Gamma Medica-Ideas, Inc., a California-based business focused on designing, building, selling and servicing pre-clinical and clinical imaging systems. Gamma Medica-Ideas will utilize the funding for the development of a novel Molecular Breast Imaging (MBI) technique to guide clinical management of breast cancer. The MBI-based system hopes to revolutionize the way breast cancer is diagnosed and treated.
Guided Therapeutics, Inc.
Guided Therapeutics, Inc., a Georgia-based company focused on a rapid and painless test for early detection of disease that leads to cervical cancer. Guided Therapeutics will utilize the funding from the award for the development of the LightTouch™, a class III device and will require PreMarket Approval (PMA) by the FDA. Unlike Pap and HPV tests, the device does not require a painful tissue sample and results are known immediately. The technology is designed to quickly eliminate false positive Pap and HPV results and discover cervical disease missed by existing tests.
Koning Corporation, a New York-based medical imaging company focused on the development of advanced imaging systems that combine the advantages of Digital X-ray and Computed Tomography called Cone Beam CT (CBCT). Koning will utilize the funding from the award for the development of a CBCT scanner. CBCT scanners can be tailored to specific rather than general applications and have the potential to be faster, smaller and less expensive to own and operate compared to current technology. There is hope that CBCT may offer improved detection and diagnosis of breast cancer.
Lpath Therapeutics, Inc.
Lpath Therapeutics, Inc., a San Diego-based company focused on lipidomics-based therapeutics. Lpath will utilize the funding from the award, along with matching third-party partner funds, to advance its lead product candidate ASONEP™, a potentially first-in-class anti-cancer agent that binds to and inhibits the bioactive lipid Sphingosine-1-Phosphate (S1P), a multifunctional mediator that can become dysfunctional and contribute directly to the pathophysiology of cancer.

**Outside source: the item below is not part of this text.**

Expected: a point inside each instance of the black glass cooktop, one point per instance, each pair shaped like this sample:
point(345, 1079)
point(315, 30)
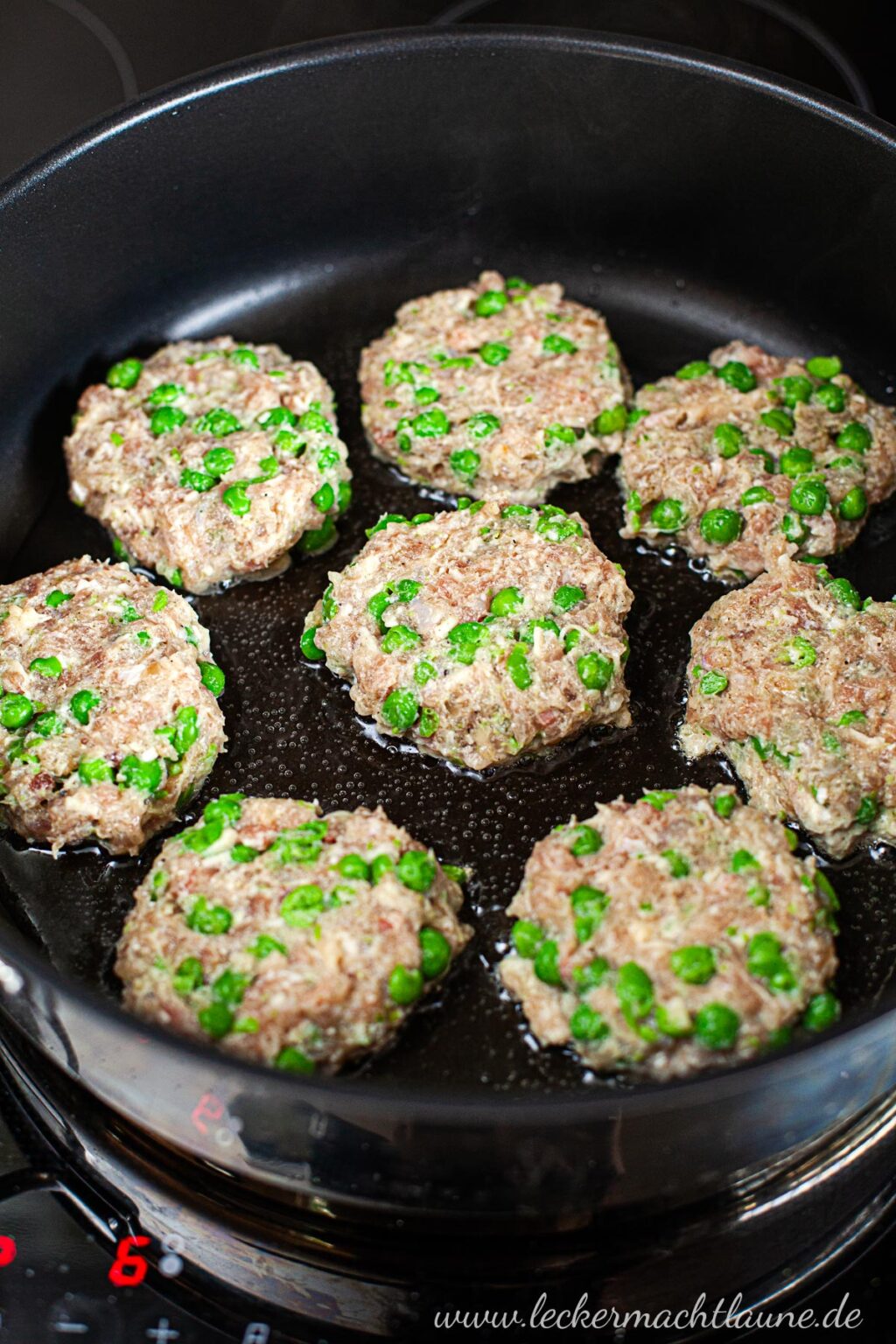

OptoSonics, a North Carolina-based company focused on developing molecular imaging instrumentation used in the fields of molecular biology, oncology, drug discovery, diagnostics, and therapeutic medicine. OptoSonics will utilize this funding, along with matching third-party partner funds, to advance a photoacoustic computed-tomography (PCT) scanner for conducting preclinical molecular imaging. By utilizing high throughput and excellent image resolution, the PCT scanner has the potential to accelerate the development of preclinical cancer drug development while lowering associated costs.